Working as always with designer Alexander Shishkin, Butusov makes use of the entire, incredibly awkward wide stage at the Satirikon. Shishkin scattered junk and debris far and wide, creating a marvelously eclectic visual aesthetic that serves at times as a backdrop for street scenes, domestic interiors and a land of dreams.

That is probably the key, for Butusov's "Othello," I think, is primarily a dream. More precisely, it is a nightmare, a nightmare run amok, where ocean schooners sail in the air and the waters of the seas roil like fog across the stage.

Butusov, to narrow a huge issue to a nub, staged a story about the single-mindedness of hatred and the damned stupidity that human beings insist on displaying in almost every step they take.

Iago, Othello's adjutant and grand nemesis, is the focal point of this imposing theatrical canvas. Played brilliantly by Timofei Tribuntsev, he makes no secret whatsoever of his plans. He stands at the edge of the stage and declares to the audience that he hates Othello, hates him for being a Moor, hates him for his success in love and service, and will destroy him whatever it takes. He repeats this pledge throughout the course of the action, even as he brings down everyone around him, including his wife Emilia (Lika Nifontonva), Othello's rap-rock friend Cassio (Anton Kuznetsov), and his own friend Rodrigo (Timur Lyubimsky).

Othello (Denis Sukhanov) is larger than life but not blessed with attributes that could make him a genuine hero. He has the moves down pat — the large strides, the broad gestures, the eagle eye — but in his heart and mind he is not up to the task. He is haunted by visions of his wife Desdemona (Maryana Spivak) as a Barbie doll, a prostitute, an ungrateful wretch.

Butusov gives us entire scenes of "Barbie Doll" Desdemona strutting about in garish wigs and flouncy dresses, and cavorting in bed with Cassio who giddily sprays her with water from a water can.

The director does allow Othello and Desdemona one stunningly beautiful instance of conjugal love on a dimly lit hardwood floor, but other than that, we are usually privy only to Iago's infernal machinations or Othello's weak-kneed worries.

This production handles the topic of Othello's African origins as well as it can by taking it in a completely different direction. Sukhanov paints parts of his body with tar-like pigment — sometimes it is a facial mask, sometimes it is his hands and arms. The point is always that this is an individual attempting to find common ground with a mask or an image, but never succeeding in doing so.

Compared to Butusov's last masterpiece at the Satirikon — a hot, passionate interpretation of Anton Chekhov's "The Seagull" — "Othello" is cold and heavy.
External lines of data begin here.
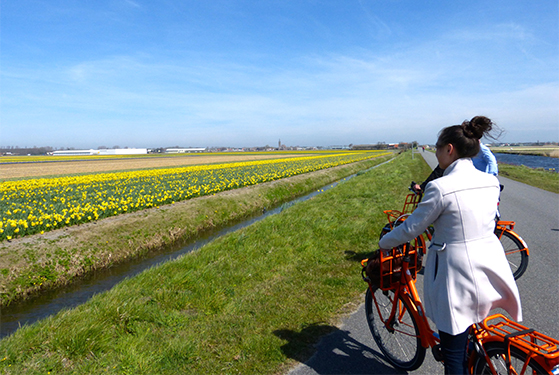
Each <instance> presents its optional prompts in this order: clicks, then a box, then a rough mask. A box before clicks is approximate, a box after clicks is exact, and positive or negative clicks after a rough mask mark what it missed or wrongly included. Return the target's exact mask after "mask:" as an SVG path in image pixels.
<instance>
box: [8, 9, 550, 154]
mask: <svg viewBox="0 0 559 375" xmlns="http://www.w3.org/2000/svg"><path fill="white" fill-rule="evenodd" d="M558 8H559V3H558V2H557V1H556V0H542V1H537V2H534V1H533V0H532V1H530V0H494V1H493V0H467V1H463V0H453V1H440V0H433V1H429V0H322V1H319V0H252V1H248V0H246V1H245V0H211V1H206V0H159V1H148V0H95V1H79V0H44V1H41V0H34V1H33V0H18V1H4V2H2V5H1V7H0V22H1V23H0V59H1V60H0V80H1V81H0V85H1V91H0V99H1V102H0V146H19V147H25V146H28V147H31V146H52V147H57V148H58V147H75V148H97V147H98V146H107V147H112V146H115V145H119V146H121V147H125V146H126V147H166V146H174V145H179V146H185V147H188V146H202V147H205V146H236V147H239V146H259V145H266V144H269V145H277V142H278V139H281V141H282V143H284V144H287V145H292V146H295V145H300V146H317V145H323V146H327V145H347V144H350V143H353V144H362V143H377V142H387V143H391V142H399V141H414V140H416V141H418V142H420V143H434V142H435V140H436V137H437V133H438V131H439V130H440V129H441V128H442V127H444V126H448V125H453V124H458V123H460V122H462V121H463V120H465V119H469V118H471V117H473V116H475V115H486V116H488V117H490V118H491V119H493V120H494V121H495V122H496V123H497V124H498V125H499V126H501V128H503V129H505V131H506V133H505V134H504V135H503V136H502V137H501V140H502V141H505V142H521V141H537V140H540V141H559V28H558V23H559V21H558V20H559V10H558Z"/></svg>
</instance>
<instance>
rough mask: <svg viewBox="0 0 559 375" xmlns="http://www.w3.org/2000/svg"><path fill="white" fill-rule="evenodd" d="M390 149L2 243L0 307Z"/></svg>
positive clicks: (320, 183)
mask: <svg viewBox="0 0 559 375" xmlns="http://www.w3.org/2000/svg"><path fill="white" fill-rule="evenodd" d="M390 157H392V155H389V156H384V157H378V158H373V159H368V160H365V161H362V162H358V163H351V164H347V165H344V166H339V167H335V168H329V169H324V170H321V171H318V172H313V173H305V174H301V175H299V176H295V177H291V178H287V179H281V180H278V181H274V182H271V183H264V184H258V185H255V186H251V187H249V188H244V189H235V190H231V191H229V192H225V193H221V194H216V195H214V196H211V197H201V198H196V199H191V200H187V201H184V202H179V203H176V204H172V205H166V206H161V207H160V208H158V209H150V210H144V211H139V212H136V213H130V214H125V215H121V216H119V217H117V218H116V219H114V220H113V219H106V220H100V221H98V222H94V223H86V224H82V225H80V226H73V227H69V228H65V229H61V230H58V231H55V232H52V235H50V234H45V235H35V236H28V237H26V238H24V239H18V240H14V241H11V242H7V241H4V242H0V306H2V305H8V304H10V303H12V302H14V301H17V300H21V299H25V298H29V297H32V296H34V295H36V294H39V293H42V292H44V291H45V290H48V289H55V288H59V287H60V286H63V285H65V284H68V283H71V282H72V281H73V280H74V279H76V278H78V277H81V276H84V275H87V274H89V273H91V272H94V271H95V270H96V269H100V268H105V267H110V266H112V265H114V264H118V263H123V262H127V261H129V260H130V259H132V258H136V257H141V256H144V255H146V254H147V253H149V252H152V251H159V250H160V249H162V248H166V247H169V246H181V245H182V244H184V243H185V242H187V241H191V240H192V239H193V238H197V237H198V236H200V234H201V233H206V232H208V231H212V230H216V229H219V228H223V227H225V226H228V225H230V224H231V223H234V222H236V221H239V220H243V219H245V218H247V217H251V216H253V215H255V214H259V213H261V212H262V211H263V210H266V209H269V208H273V207H276V206H278V205H279V204H282V203H284V202H288V201H291V200H292V199H294V198H295V197H298V196H301V195H303V194H307V193H310V192H312V191H313V190H315V189H317V188H320V187H322V186H325V185H327V184H329V183H331V182H333V181H336V180H340V179H342V178H344V177H346V176H348V175H351V174H354V173H357V172H359V171H361V170H363V169H366V168H369V167H372V166H374V165H377V164H379V163H381V162H383V161H386V160H387V159H389V158H390Z"/></svg>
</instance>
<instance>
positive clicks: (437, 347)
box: [431, 344, 444, 362]
mask: <svg viewBox="0 0 559 375" xmlns="http://www.w3.org/2000/svg"><path fill="white" fill-rule="evenodd" d="M431 351H432V352H433V358H435V361H437V362H442V361H443V359H444V358H443V351H442V349H441V345H440V344H437V345H435V346H433V347H432V348H431Z"/></svg>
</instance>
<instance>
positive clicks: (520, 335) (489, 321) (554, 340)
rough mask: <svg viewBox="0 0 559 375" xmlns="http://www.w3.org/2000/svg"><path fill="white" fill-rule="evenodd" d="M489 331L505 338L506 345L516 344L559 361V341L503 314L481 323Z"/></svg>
mask: <svg viewBox="0 0 559 375" xmlns="http://www.w3.org/2000/svg"><path fill="white" fill-rule="evenodd" d="M480 325H481V326H482V327H483V328H484V329H486V330H487V331H489V332H491V333H493V334H495V335H497V336H500V337H502V338H504V340H505V343H506V344H507V346H508V344H509V342H514V344H512V345H514V346H518V347H520V348H522V349H524V350H526V351H528V352H534V353H537V354H539V355H542V356H544V357H545V358H546V359H548V360H552V361H554V362H555V361H559V340H555V339H553V338H551V337H549V336H546V335H544V334H543V333H540V332H537V331H534V330H533V329H529V328H528V327H525V326H523V325H522V324H519V323H517V322H514V321H512V320H510V319H508V318H507V317H505V316H504V315H502V314H495V315H491V316H488V317H487V318H485V319H484V320H483V322H481V323H480Z"/></svg>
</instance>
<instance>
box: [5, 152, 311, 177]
mask: <svg viewBox="0 0 559 375" xmlns="http://www.w3.org/2000/svg"><path fill="white" fill-rule="evenodd" d="M300 156H303V155H301V154H270V155H265V154H257V155H254V154H249V155H243V154H238V155H204V156H200V155H187V156H173V157H168V158H165V157H153V158H149V157H144V158H137V159H127V158H124V159H118V160H114V159H113V160H103V159H92V160H91V161H89V160H88V161H62V162H52V163H19V164H0V179H9V178H28V177H46V176H57V175H64V174H79V173H98V172H116V171H124V170H131V169H147V168H165V167H180V166H187V165H198V164H215V163H230V162H239V161H252V160H265V159H280V158H290V157H300Z"/></svg>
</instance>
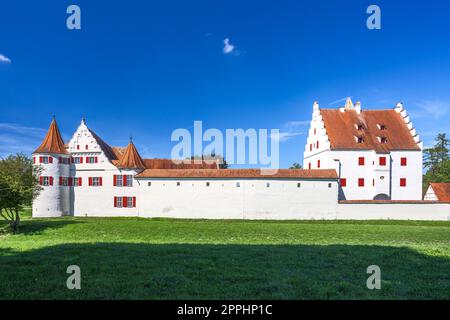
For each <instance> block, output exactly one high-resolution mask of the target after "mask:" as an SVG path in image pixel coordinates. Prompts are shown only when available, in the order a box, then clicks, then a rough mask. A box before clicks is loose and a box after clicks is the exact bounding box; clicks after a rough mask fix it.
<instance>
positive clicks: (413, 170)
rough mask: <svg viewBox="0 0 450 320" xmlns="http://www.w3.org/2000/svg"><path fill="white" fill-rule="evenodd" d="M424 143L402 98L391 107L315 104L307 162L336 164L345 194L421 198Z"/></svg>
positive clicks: (358, 198)
mask: <svg viewBox="0 0 450 320" xmlns="http://www.w3.org/2000/svg"><path fill="white" fill-rule="evenodd" d="M422 149H423V144H422V142H421V141H420V138H419V135H418V134H417V133H416V130H415V129H414V126H413V124H412V122H411V119H410V117H409V116H408V114H407V113H406V110H405V108H404V107H403V105H402V104H401V103H399V104H397V105H396V107H395V108H394V109H393V110H392V109H391V110H362V109H361V104H360V103H359V102H358V103H356V105H353V103H352V101H351V100H350V99H347V102H346V104H345V107H341V108H338V109H321V108H319V105H318V104H317V103H315V104H314V106H313V114H312V121H311V127H310V129H309V135H308V139H307V143H306V146H305V151H304V160H303V164H304V167H305V168H309V169H319V168H321V169H322V168H326V169H335V170H336V172H338V175H339V178H340V199H342V200H372V199H373V200H388V199H389V200H421V199H422Z"/></svg>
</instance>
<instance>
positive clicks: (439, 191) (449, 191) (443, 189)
mask: <svg viewBox="0 0 450 320" xmlns="http://www.w3.org/2000/svg"><path fill="white" fill-rule="evenodd" d="M430 185H431V188H432V189H433V191H434V194H435V195H436V198H438V200H439V202H450V182H447V183H445V182H444V183H430Z"/></svg>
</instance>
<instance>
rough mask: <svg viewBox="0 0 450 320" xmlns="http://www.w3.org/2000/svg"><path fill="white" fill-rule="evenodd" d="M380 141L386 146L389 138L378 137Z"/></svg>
mask: <svg viewBox="0 0 450 320" xmlns="http://www.w3.org/2000/svg"><path fill="white" fill-rule="evenodd" d="M378 140H379V141H380V143H381V144H386V143H387V138H386V137H378Z"/></svg>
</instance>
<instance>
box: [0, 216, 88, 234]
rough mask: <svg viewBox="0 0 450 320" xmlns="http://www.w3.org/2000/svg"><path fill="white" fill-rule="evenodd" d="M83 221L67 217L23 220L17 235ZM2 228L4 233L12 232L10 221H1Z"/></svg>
mask: <svg viewBox="0 0 450 320" xmlns="http://www.w3.org/2000/svg"><path fill="white" fill-rule="evenodd" d="M75 223H82V222H81V221H78V220H67V218H61V219H59V218H56V219H42V220H40V219H33V220H23V221H21V222H20V225H19V229H18V232H17V235H20V234H23V235H36V234H41V233H42V232H44V231H45V230H47V229H49V230H53V229H59V228H62V227H64V226H67V225H69V224H75ZM0 229H1V230H2V232H3V234H9V233H11V230H10V229H9V226H8V223H7V222H6V221H5V220H2V221H0Z"/></svg>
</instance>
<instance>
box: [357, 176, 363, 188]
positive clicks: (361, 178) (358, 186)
mask: <svg viewBox="0 0 450 320" xmlns="http://www.w3.org/2000/svg"><path fill="white" fill-rule="evenodd" d="M358 187H364V178H359V179H358Z"/></svg>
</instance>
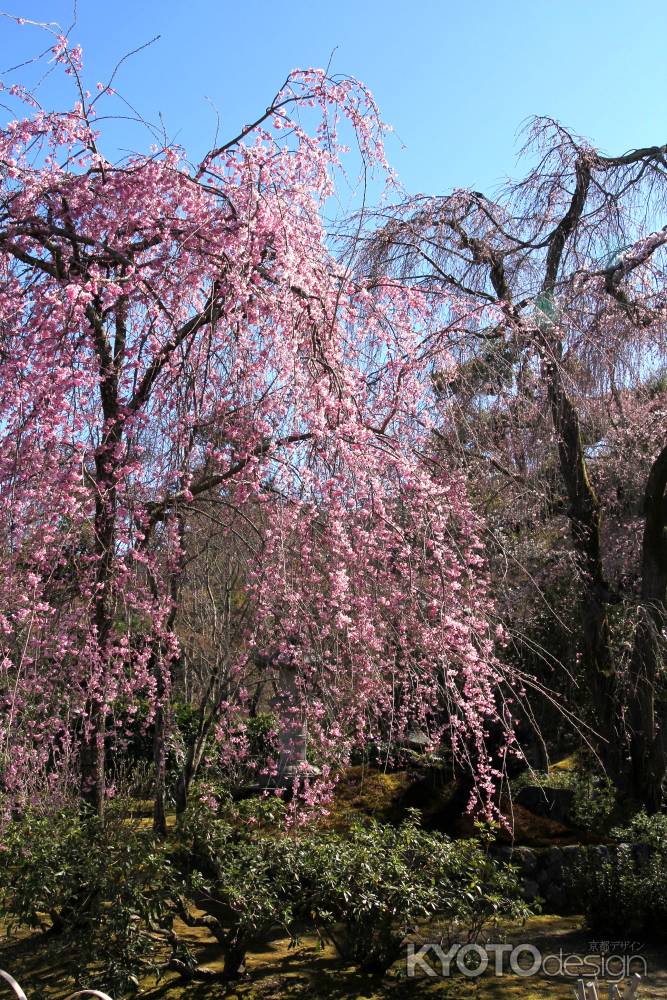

That, mind you, is a mark of its success, for hatred and stupidity are not topics to get warm and fuzzy about.

I still find the Othello principle ludicrous. Othello's ignorant and utterly schematic jealousy makes it entirely impossible for me, as they say in theater, to willingly suspend my disbelief. "Othello," for me, remains a failed play, a groaner.

And yet Butusov's transformation of it into a hard, grinding production about the horror of hatred hits like a ton of bricks.

“Othello” plays Nov. 1, 7, 15, 23 and 27 at 7 p.m. at the Satirikon Theater, 8 Sheremetyevskaya Ulitsa. Metro Marina Roshcha. Tel. 495-689-7844. Running time: 3 hours, 45 minutes.